Launching an MLP allows you to start collecting real-world data and feedback, invaluable for refining your product offering. In today’s fast-paced digital landscape, this agility can mean the difference between success and failure. But what about industries or services where the stakes are high and rushing something could cause more harm than good?
When ‘Just Launch It’ Isn’t Enough
Imagine you’re in the business of building something complex, like a boating ecommerce or online gaming product. Or think about healthcare tech, aviation tech, or fintech. In such domains, releasing an ’embarrassing’ first version can have significant consequences, including damaging your brand’s reputation, legal repercussions, or even jeopardising safety.
The commonality among these sectors is regulation. Thorough testing and quality assurance is critical. In these cases, the Reid Hoffman quote might be a bit too aggressive and risky, however one shouldn’t use this as an excuse to slow down!
Striking a Balance
This brings us to a philosophical point: balance. Striving for a perfect launch can lead to analysis paralysis. On the other hand, rushing to market without adequate preparation can result in avoidable mistakes that may haunt your brand for years. The trick is to find a middle ground.

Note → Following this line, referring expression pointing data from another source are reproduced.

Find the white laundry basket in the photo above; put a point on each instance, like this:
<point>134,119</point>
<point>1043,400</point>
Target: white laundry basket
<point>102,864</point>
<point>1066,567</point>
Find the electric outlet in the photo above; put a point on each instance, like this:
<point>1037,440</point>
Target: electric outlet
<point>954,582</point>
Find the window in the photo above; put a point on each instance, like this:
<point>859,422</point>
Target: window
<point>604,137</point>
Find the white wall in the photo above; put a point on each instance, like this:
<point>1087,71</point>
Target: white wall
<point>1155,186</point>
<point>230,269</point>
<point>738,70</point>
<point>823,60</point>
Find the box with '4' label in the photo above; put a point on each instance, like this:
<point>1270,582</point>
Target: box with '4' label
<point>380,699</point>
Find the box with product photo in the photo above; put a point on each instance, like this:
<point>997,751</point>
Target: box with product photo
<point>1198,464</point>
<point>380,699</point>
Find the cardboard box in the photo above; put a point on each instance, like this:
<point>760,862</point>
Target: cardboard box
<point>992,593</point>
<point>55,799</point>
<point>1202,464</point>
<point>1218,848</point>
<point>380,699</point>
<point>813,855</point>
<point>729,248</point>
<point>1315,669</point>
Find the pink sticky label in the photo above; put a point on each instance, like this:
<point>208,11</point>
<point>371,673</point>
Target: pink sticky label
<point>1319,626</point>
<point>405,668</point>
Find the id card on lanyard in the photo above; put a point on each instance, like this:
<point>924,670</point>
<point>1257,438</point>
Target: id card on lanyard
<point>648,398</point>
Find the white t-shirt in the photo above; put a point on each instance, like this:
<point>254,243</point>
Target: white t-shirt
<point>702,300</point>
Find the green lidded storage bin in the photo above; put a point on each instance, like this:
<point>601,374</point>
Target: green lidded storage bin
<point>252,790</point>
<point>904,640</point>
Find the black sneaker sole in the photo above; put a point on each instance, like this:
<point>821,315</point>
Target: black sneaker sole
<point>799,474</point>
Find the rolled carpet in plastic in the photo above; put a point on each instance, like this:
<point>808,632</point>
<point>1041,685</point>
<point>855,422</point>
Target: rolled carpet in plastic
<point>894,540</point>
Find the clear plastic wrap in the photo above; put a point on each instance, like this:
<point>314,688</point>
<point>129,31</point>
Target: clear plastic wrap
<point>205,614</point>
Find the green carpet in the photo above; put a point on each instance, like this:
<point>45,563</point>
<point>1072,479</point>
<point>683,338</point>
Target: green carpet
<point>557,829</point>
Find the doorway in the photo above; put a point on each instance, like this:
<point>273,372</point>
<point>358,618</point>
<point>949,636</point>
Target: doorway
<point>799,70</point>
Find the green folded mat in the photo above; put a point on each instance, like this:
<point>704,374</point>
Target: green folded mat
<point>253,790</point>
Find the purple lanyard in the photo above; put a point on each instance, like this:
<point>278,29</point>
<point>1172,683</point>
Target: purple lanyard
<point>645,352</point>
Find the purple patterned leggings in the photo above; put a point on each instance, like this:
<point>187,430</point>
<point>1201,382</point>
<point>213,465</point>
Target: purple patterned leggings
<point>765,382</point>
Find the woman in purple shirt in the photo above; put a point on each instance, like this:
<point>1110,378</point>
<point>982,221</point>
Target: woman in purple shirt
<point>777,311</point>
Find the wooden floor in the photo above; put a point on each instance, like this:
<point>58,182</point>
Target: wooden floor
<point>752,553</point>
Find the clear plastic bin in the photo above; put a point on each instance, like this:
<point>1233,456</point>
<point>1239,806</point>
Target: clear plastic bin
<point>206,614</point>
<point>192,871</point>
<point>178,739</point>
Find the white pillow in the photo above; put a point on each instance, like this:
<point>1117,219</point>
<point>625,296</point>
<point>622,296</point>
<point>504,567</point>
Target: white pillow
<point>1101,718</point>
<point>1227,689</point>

An approach that I’ve found to be useful (I think this is the second plug of one of my previous articles!!) is the “Go Slow with Effort to Go Faster Effortlessly“ methodology. This strategy encourages taking the necessary time to lay a solid foundation but also recognises the value of a calculated, albeit not flawless, initial launch.
Practical Steps to Implement
- Market Research: Before anything, know your market and your competitors. Can you offer something new or better? Definitely, doesn’t have to be disruptive.
- Legal & Regulatory Checklist: If you’re in a regulated industry, make sure all your Ts are crossed and Is are dotted.
- Test, Test, Test: Whether it’s a beta launch or a friends-and-family round, testing is crucial. Collect data, adjust, and test again.
- Feedback Loop: Once you launch the MLP, ensure you have tools in place for gathering and analysing customer feedback efficiently.
- Iterate: You’ve launched. Congrats! Now get back to work. Use the data and insights you’ve gathered to test, learn, refine and improve. Rinse, repeat!
Reid Hoffman’s quote is a compelling call to action for many entrepreneurs, including myself, but take it with a pinch of salt. It’s a brilliant rule of thumb for most, but just that – a rule of thumb. Tailor your approach to the needs of your industry, the expectations of your customers, and the regulatory landscape you operate in.
After all, the first step is just that – a step. It’s what you do afterwards, how you adapt and evolve, that truly defines your journey.
PS. thanks to Voltaire’s wisdom for his quote “Le mieux est l’ennemi du bien,” aka “Perfection is the Enemy of Good”.